Оставшись один, снял фуражку и запустил ею по каштану. Наверно, такое поведение было неуместно для гимназиста восьмого класса. Да и вообще, какое это было ребячество! Я ничего не знал ещё об этих самых большевиках. И всё же, впервые после погрома, я снова почувствовал себя большим, сильным и смелым. И мне было весело.

Я прилетел домой, как на крыльях. Тетя Хана подала мне обедать и, усмехнувшись, спросила:

— Чему ты так улыбаешься, Моня? Уж не влюбился ли, не дай Бог!

Наверно, у меня действительно был глупейший вид.

— Нет, тётя, — ответил я, краснея.

— Не обманывай меня. Я не первый год живу на земле и уже одного такого шалопая, как ты, вырастила, — добродушно проворчала она. — Так вот, сунеле, оставь эти затеи. Разве ты забыл, скольких трудов стоит твоим родителям твоё обучение?

— Я никогда об этом не забывал, — ответил я. — И вы правы, мне надо взяться за ум. Детство кончилось...

* * *

Так было всегда. Дети хотят поскорее вырасти, а взрослые жалеют, что не могут вернуться в детство... Почему мне именно сейчас, после погрома, вспомнилась та суббота?! Это невыносимо!!!

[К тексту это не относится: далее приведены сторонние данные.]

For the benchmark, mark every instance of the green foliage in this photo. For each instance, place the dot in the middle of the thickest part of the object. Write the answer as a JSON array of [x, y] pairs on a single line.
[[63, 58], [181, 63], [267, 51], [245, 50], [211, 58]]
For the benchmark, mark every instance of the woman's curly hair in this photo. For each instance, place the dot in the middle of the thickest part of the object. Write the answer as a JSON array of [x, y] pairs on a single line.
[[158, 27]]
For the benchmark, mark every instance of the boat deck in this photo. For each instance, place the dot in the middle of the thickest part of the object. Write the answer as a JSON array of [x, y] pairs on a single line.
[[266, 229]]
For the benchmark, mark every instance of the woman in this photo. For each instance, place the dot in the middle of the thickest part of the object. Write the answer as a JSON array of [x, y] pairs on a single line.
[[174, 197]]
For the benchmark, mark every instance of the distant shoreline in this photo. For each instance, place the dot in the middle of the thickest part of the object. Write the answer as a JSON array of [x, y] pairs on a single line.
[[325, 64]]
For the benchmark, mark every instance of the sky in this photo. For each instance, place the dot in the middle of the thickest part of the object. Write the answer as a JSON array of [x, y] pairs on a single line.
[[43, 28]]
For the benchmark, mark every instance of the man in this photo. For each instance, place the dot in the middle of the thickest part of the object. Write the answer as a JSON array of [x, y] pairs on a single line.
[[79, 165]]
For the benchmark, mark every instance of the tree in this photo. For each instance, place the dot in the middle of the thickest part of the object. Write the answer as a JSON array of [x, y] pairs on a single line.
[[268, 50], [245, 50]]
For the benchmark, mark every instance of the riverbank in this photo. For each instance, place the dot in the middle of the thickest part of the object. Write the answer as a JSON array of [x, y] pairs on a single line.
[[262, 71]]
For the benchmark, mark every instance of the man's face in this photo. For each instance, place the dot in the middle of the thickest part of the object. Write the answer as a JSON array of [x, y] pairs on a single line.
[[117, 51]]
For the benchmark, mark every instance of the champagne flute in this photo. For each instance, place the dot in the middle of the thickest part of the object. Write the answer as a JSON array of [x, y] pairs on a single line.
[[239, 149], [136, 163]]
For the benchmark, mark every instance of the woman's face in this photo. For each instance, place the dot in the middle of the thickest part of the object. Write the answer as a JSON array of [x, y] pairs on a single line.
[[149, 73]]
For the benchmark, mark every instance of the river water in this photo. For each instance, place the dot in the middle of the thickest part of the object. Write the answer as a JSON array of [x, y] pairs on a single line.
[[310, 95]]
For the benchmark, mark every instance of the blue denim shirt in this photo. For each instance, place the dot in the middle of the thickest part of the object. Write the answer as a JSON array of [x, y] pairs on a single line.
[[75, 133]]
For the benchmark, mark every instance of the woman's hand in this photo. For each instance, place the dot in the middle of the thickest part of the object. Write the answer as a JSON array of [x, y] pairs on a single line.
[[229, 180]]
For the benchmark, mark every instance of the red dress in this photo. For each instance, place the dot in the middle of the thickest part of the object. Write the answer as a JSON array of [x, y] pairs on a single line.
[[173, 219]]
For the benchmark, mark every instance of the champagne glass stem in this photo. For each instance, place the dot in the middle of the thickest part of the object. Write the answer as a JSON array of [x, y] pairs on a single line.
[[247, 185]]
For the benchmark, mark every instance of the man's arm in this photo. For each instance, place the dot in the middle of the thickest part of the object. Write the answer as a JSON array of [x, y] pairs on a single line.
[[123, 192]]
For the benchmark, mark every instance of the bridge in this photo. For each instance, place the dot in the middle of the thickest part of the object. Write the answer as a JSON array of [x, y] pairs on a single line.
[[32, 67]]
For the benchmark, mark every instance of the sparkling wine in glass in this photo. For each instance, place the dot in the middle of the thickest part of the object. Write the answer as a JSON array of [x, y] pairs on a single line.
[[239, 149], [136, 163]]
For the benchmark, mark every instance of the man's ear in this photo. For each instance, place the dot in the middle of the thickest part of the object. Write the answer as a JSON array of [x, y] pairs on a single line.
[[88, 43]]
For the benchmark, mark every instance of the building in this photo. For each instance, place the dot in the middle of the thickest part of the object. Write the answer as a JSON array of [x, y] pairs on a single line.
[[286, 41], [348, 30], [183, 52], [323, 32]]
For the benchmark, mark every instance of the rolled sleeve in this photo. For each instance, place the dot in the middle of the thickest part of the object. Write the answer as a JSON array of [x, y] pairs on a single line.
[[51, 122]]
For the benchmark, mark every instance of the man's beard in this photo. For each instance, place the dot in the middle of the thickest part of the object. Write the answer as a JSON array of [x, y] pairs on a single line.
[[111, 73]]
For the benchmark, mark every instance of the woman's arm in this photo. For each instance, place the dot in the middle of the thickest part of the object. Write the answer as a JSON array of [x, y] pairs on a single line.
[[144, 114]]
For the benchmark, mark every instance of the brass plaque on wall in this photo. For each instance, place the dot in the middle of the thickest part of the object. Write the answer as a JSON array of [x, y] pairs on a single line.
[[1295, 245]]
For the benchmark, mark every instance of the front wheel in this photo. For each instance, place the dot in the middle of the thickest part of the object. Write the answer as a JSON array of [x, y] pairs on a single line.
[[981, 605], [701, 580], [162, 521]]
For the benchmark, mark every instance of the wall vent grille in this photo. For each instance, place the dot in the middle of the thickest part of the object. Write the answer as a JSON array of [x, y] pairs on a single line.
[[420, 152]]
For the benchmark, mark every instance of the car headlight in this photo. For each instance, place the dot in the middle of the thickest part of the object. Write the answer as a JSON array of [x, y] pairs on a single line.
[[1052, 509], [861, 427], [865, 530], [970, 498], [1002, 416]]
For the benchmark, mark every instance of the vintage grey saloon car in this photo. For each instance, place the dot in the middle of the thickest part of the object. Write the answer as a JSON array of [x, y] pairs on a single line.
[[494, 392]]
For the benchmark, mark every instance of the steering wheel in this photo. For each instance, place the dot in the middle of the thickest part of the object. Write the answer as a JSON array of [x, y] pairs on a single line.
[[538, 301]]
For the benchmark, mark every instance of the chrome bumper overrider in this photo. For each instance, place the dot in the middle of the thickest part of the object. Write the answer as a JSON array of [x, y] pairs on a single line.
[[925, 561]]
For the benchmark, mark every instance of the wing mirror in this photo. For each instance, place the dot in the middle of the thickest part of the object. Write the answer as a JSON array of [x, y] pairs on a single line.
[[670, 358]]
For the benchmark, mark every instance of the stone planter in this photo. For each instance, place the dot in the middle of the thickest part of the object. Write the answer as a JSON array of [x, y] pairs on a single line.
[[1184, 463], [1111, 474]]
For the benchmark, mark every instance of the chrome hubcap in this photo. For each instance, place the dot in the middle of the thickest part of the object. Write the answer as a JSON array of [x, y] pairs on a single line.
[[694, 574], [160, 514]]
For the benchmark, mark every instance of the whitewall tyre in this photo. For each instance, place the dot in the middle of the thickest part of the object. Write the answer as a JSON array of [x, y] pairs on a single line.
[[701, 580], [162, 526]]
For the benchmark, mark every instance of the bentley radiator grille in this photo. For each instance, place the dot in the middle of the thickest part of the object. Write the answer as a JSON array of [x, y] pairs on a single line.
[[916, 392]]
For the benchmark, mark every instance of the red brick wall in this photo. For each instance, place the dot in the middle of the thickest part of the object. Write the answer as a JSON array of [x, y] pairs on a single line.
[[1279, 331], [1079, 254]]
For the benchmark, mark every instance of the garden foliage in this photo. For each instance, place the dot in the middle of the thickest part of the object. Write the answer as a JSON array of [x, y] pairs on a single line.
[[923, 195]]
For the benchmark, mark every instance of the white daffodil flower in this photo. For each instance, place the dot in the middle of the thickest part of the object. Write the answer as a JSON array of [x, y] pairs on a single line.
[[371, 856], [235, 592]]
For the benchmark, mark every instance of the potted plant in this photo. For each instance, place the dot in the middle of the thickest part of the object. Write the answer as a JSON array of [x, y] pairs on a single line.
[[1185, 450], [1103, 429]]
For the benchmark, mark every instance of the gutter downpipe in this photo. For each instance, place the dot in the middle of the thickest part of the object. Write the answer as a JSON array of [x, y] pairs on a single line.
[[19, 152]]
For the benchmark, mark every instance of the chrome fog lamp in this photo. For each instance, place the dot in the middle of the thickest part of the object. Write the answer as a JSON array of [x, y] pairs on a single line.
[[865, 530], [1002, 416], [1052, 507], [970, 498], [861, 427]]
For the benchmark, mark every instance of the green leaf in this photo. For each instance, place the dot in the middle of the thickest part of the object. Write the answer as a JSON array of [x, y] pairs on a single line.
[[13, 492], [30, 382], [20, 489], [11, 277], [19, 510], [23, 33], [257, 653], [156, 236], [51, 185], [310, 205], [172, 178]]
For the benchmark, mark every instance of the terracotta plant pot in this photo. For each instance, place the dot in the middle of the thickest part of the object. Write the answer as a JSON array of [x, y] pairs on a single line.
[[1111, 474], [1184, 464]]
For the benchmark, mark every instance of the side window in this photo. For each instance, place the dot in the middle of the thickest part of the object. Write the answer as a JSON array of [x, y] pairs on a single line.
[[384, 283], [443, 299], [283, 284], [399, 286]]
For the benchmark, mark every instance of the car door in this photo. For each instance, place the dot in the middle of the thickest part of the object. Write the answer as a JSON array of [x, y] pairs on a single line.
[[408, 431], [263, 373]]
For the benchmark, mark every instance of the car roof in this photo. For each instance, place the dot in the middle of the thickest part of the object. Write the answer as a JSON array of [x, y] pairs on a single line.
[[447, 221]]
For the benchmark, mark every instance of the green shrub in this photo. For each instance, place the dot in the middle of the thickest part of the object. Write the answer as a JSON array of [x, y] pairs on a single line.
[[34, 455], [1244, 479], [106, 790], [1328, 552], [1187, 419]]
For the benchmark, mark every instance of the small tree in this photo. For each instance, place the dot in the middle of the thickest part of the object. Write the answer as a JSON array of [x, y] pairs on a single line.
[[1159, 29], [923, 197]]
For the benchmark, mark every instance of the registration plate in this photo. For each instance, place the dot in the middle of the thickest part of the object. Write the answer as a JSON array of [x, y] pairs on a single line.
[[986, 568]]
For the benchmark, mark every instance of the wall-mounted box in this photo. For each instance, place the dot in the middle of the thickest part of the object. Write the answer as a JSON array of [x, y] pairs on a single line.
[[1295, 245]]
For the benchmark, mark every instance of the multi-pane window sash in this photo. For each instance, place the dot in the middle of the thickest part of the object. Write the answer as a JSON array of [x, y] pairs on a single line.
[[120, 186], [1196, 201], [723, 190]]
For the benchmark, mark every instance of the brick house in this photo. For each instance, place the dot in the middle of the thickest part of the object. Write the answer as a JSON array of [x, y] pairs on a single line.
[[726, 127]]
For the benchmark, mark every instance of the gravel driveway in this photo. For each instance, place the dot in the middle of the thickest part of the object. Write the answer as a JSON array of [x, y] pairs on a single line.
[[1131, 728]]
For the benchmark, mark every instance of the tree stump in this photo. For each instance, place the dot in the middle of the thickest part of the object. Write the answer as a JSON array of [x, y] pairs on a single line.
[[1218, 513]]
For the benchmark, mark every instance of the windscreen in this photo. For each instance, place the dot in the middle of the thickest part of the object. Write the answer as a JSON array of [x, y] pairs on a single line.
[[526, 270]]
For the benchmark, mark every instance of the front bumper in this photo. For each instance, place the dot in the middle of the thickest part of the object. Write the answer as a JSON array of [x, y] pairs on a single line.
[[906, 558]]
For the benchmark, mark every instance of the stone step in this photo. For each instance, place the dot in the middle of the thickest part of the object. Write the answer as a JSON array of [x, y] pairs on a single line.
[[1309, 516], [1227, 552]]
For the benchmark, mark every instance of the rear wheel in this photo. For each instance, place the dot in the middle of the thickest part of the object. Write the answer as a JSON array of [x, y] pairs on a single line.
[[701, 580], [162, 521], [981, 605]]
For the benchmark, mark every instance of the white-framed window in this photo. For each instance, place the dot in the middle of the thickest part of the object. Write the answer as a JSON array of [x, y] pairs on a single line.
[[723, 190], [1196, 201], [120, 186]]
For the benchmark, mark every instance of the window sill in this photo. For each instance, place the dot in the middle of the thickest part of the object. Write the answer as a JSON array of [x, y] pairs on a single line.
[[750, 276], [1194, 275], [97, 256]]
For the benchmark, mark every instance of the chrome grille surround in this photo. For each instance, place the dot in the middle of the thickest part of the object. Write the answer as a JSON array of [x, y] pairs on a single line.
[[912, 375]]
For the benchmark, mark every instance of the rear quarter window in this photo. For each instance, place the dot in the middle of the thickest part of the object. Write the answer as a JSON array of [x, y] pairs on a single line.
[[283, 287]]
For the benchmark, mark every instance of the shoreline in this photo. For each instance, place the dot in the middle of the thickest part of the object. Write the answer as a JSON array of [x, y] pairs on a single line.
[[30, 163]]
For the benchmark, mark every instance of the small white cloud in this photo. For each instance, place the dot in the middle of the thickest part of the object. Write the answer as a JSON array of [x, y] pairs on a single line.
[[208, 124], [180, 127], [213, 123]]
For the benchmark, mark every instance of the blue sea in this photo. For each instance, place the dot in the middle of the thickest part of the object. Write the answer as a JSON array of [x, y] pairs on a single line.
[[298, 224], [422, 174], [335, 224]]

Последние гимназические каникулы. Помнится, я приехал в Винницу в пятницу. Очень радовался, что успею встретить субботу дома.

К тому времени я уже не верил в Бога и тайком нарушал религиозные запреты. Но суббота оставалась для меня днём особенным. Если, конечно, справлять её не в Киеве, а дома.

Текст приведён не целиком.